Compatibility: Python 3.8.5
Libraries: numpy, pyplot, pandas, sklearn, nltk, plotly, matplolib
-
Trends in the post-pocessed dataset
┌── ProjectFigures/
│── data/
│ └── orderItems.csv
│── figures/
│ │── html_figures/
│ │── png_figures/
│ └── svg_figures/
│── functions/
│ │── clustering.py
│ │── data_preprocess.py
│ └── plotting.py
│── python_environment_req/
│ │── myenv.yml
│ └── requirements.txt
│── .gitattributes
│── README.md
│── main.py
└── main_notebook.ipynb
The dataset
- A dataset including 16.500 food orders, from 100 different pizza shops, during June – November 2019, was analysed.
- There are two columns of interest product category and product name. K-means clustering of the products was conducted using the data in both columns.
- The given problem was solved by using multiple iterations of the ‘Bag of Words’ model alongside the scikit-learn K-means clustering. The FinalResult.csv file, incudes the original dataset, plus two new columns, Predicted Product Category and Predicted Product Name.
- The orders were categorized aprropiertly, and 2 new columns were created called Predicted Product Category and Predicted Product Name.

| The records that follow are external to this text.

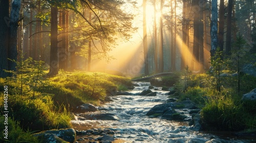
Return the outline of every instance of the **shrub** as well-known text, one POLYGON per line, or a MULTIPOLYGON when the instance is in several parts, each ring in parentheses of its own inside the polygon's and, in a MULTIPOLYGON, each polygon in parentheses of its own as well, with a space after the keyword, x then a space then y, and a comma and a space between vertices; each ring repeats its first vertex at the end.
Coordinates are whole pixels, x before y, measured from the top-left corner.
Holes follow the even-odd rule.
MULTIPOLYGON (((0 116, 0 123, 4 123, 5 117, 0 116)), ((19 122, 14 121, 12 118, 8 118, 8 139, 4 137, 4 130, 5 129, 5 125, 4 124, 0 125, 0 142, 39 142, 37 138, 33 136, 32 133, 29 131, 24 131, 19 127, 19 122)))
POLYGON ((183 101, 189 98, 198 106, 200 106, 204 105, 206 93, 205 89, 200 88, 199 86, 189 87, 186 92, 181 93, 179 101, 183 101))
POLYGON ((256 102, 242 102, 241 99, 237 93, 225 90, 218 96, 207 97, 205 106, 201 112, 205 124, 221 130, 255 128, 256 102))

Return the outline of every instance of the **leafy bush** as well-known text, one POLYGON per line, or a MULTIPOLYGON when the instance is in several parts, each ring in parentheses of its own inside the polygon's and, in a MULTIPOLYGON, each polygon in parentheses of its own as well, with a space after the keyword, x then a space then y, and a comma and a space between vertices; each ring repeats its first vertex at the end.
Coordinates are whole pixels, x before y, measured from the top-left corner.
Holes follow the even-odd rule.
MULTIPOLYGON (((0 116, 0 123, 4 123, 5 117, 0 116)), ((32 133, 29 131, 24 131, 20 127, 19 122, 14 121, 10 117, 8 117, 8 139, 4 138, 4 135, 5 125, 0 124, 0 142, 39 142, 37 138, 33 136, 32 133)))
POLYGON ((205 124, 214 127, 215 130, 239 131, 255 128, 256 102, 242 101, 241 99, 234 91, 225 90, 218 96, 207 97, 201 111, 205 124))
POLYGON ((186 92, 181 93, 179 101, 183 101, 189 98, 198 106, 201 106, 204 105, 206 93, 207 91, 205 89, 201 88, 199 86, 189 87, 186 92))

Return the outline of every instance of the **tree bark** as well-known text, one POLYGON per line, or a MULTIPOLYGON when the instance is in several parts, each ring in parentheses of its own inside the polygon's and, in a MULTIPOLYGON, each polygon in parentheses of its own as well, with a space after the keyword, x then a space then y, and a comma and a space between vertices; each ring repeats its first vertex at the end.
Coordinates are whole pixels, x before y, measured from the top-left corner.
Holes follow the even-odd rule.
MULTIPOLYGON (((92 12, 89 12, 89 22, 92 21, 92 12)), ((91 37, 89 38, 89 42, 88 43, 88 72, 91 71, 91 65, 92 62, 92 40, 91 37)))
MULTIPOLYGON (((9 50, 8 58, 15 61, 17 59, 18 51, 17 49, 17 34, 19 26, 18 20, 19 10, 20 9, 20 0, 14 0, 12 3, 12 10, 9 22, 9 50)), ((16 71, 16 62, 8 61, 9 70, 16 71)))
POLYGON ((186 51, 187 50, 187 30, 186 29, 186 25, 187 25, 187 16, 186 16, 186 0, 183 0, 182 7, 182 47, 181 48, 181 70, 184 69, 185 65, 186 64, 185 56, 186 55, 186 51))
POLYGON ((158 72, 158 52, 157 48, 157 18, 156 18, 156 0, 154 1, 154 36, 155 40, 155 54, 154 56, 154 62, 155 62, 155 67, 156 72, 158 72))
MULTIPOLYGON (((30 21, 32 21, 32 17, 33 17, 33 12, 32 11, 32 9, 30 9, 30 21)), ((30 23, 29 24, 29 57, 33 57, 33 50, 32 50, 33 38, 31 36, 32 34, 33 34, 32 25, 32 23, 30 23)))
POLYGON ((232 26, 232 12, 233 9, 233 0, 228 0, 227 15, 227 33, 226 34, 226 55, 231 55, 231 39, 232 26))
POLYGON ((174 5, 174 15, 175 18, 174 19, 174 37, 173 40, 173 54, 172 55, 172 71, 175 71, 176 70, 176 33, 177 33, 177 15, 176 15, 176 7, 177 2, 176 0, 175 0, 175 5, 174 5))
POLYGON ((61 54, 62 55, 60 56, 61 57, 61 60, 59 61, 60 62, 61 62, 61 64, 62 65, 62 68, 63 69, 65 70, 67 70, 67 66, 66 65, 66 57, 67 57, 67 54, 68 53, 66 53, 66 10, 63 9, 62 12, 62 25, 61 25, 61 28, 62 28, 62 30, 61 30, 61 54))
MULTIPOLYGON (((224 1, 220 0, 219 11, 219 35, 218 37, 218 45, 220 50, 223 51, 224 50, 224 1)), ((223 59, 223 57, 221 57, 223 59)))
POLYGON ((66 12, 66 68, 68 70, 69 66, 69 12, 66 12))
POLYGON ((148 69, 148 48, 147 48, 147 36, 146 32, 146 0, 143 1, 143 51, 144 51, 144 74, 148 75, 149 74, 148 69))
POLYGON ((8 74, 4 69, 8 70, 8 50, 9 37, 9 1, 0 3, 0 77, 6 78, 8 74))
POLYGON ((163 0, 160 2, 160 32, 159 32, 159 72, 163 73, 164 69, 163 62, 163 17, 162 16, 162 10, 163 5, 163 0))
POLYGON ((203 25, 202 22, 202 7, 199 6, 199 1, 194 1, 193 4, 194 10, 194 41, 193 41, 193 59, 191 68, 194 70, 202 69, 202 57, 200 53, 203 53, 203 25), (200 55, 200 56, 199 56, 200 55))
POLYGON ((51 7, 51 46, 50 53, 50 71, 49 76, 58 74, 58 9, 51 7))
MULTIPOLYGON (((232 0, 231 0, 232 1, 232 0)), ((211 21, 210 23, 210 56, 213 57, 218 46, 218 4, 217 0, 211 1, 211 21)))

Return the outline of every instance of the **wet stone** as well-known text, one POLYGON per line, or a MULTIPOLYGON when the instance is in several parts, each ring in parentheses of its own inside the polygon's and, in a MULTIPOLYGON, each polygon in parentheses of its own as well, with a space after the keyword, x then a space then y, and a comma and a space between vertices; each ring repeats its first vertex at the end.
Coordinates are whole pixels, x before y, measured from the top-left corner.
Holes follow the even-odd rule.
POLYGON ((96 131, 93 131, 93 132, 92 132, 92 134, 93 135, 96 135, 100 134, 100 133, 99 132, 96 131))
POLYGON ((99 141, 99 143, 112 143, 112 141, 109 140, 103 140, 99 141))
POLYGON ((110 140, 110 141, 114 141, 115 140, 115 138, 111 136, 108 135, 105 135, 99 137, 98 137, 97 138, 98 140, 110 140))
POLYGON ((86 131, 86 132, 87 132, 87 133, 91 133, 93 132, 93 131, 94 131, 94 130, 91 130, 91 129, 87 130, 86 131))
POLYGON ((101 134, 100 134, 100 135, 101 135, 101 136, 103 136, 103 135, 106 135, 106 133, 101 133, 101 134))

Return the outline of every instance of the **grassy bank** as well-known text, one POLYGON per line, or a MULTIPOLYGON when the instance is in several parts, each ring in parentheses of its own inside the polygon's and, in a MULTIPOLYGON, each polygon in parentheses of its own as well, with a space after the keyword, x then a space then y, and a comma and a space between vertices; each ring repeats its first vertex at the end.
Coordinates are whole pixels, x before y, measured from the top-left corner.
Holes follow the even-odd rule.
POLYGON ((176 84, 179 101, 189 98, 202 109, 203 129, 241 131, 256 130, 256 101, 242 100, 243 94, 256 88, 256 78, 241 77, 239 92, 236 77, 220 77, 218 91, 215 77, 200 74, 184 77, 176 84))
MULTIPOLYGON (((9 111, 9 137, 14 139, 20 134, 19 139, 13 140, 13 142, 34 142, 31 141, 34 138, 30 137, 31 131, 70 127, 72 117, 70 112, 77 106, 84 103, 99 105, 108 94, 132 84, 130 79, 100 73, 60 73, 55 77, 42 78, 46 73, 42 72, 42 78, 37 80, 34 78, 36 76, 27 74, 0 79, 1 92, 8 90, 8 107, 5 107, 4 97, 0 97, 3 101, 0 114, 3 116, 4 111, 9 111)), ((2 140, 4 138, 2 129, 4 128, 1 124, 2 140)))

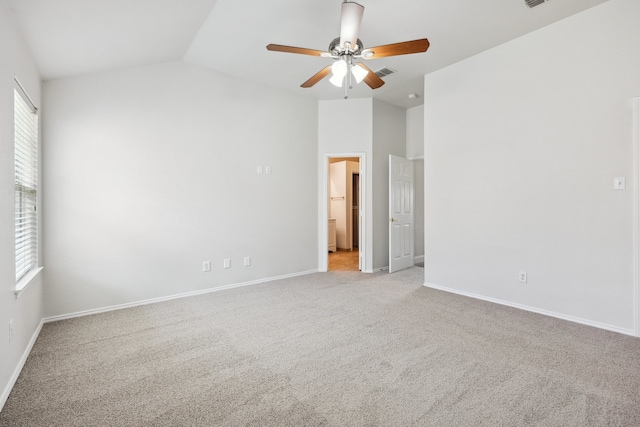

main.py and main_notebook.ipynb scripts
- The data .csv is read as a pandas dataframe.
- The product_name and product_category_name columns of the dataframe are pre-processed using nltk. PorterStemmer.
- A finalised dataframe with 4 coluns are created.
# Read original dataset
original_dataset = pd.read_csv('data/orderItems.csv')
# Get product_category and product name
testset = original_dataset.iloc[0:len(original_dataset), [7,11]].values
corpusname = stopwords_n_stemming(testset[:,0])
corpuscat = stopwords_n_stemming(testset[:,1])
# Creating a pd DataFrame with original index, product category, name and price
dataset = original_dataset.iloc[0:len(testset), [9]]
indexx=list(range(0, len(testset)))
dataset.insert(0, "original index", indexx, True)
dataset.insert(1, "product_category_name", corpuscat, True)
dataset.insert(2, "product_name", corpusname, True)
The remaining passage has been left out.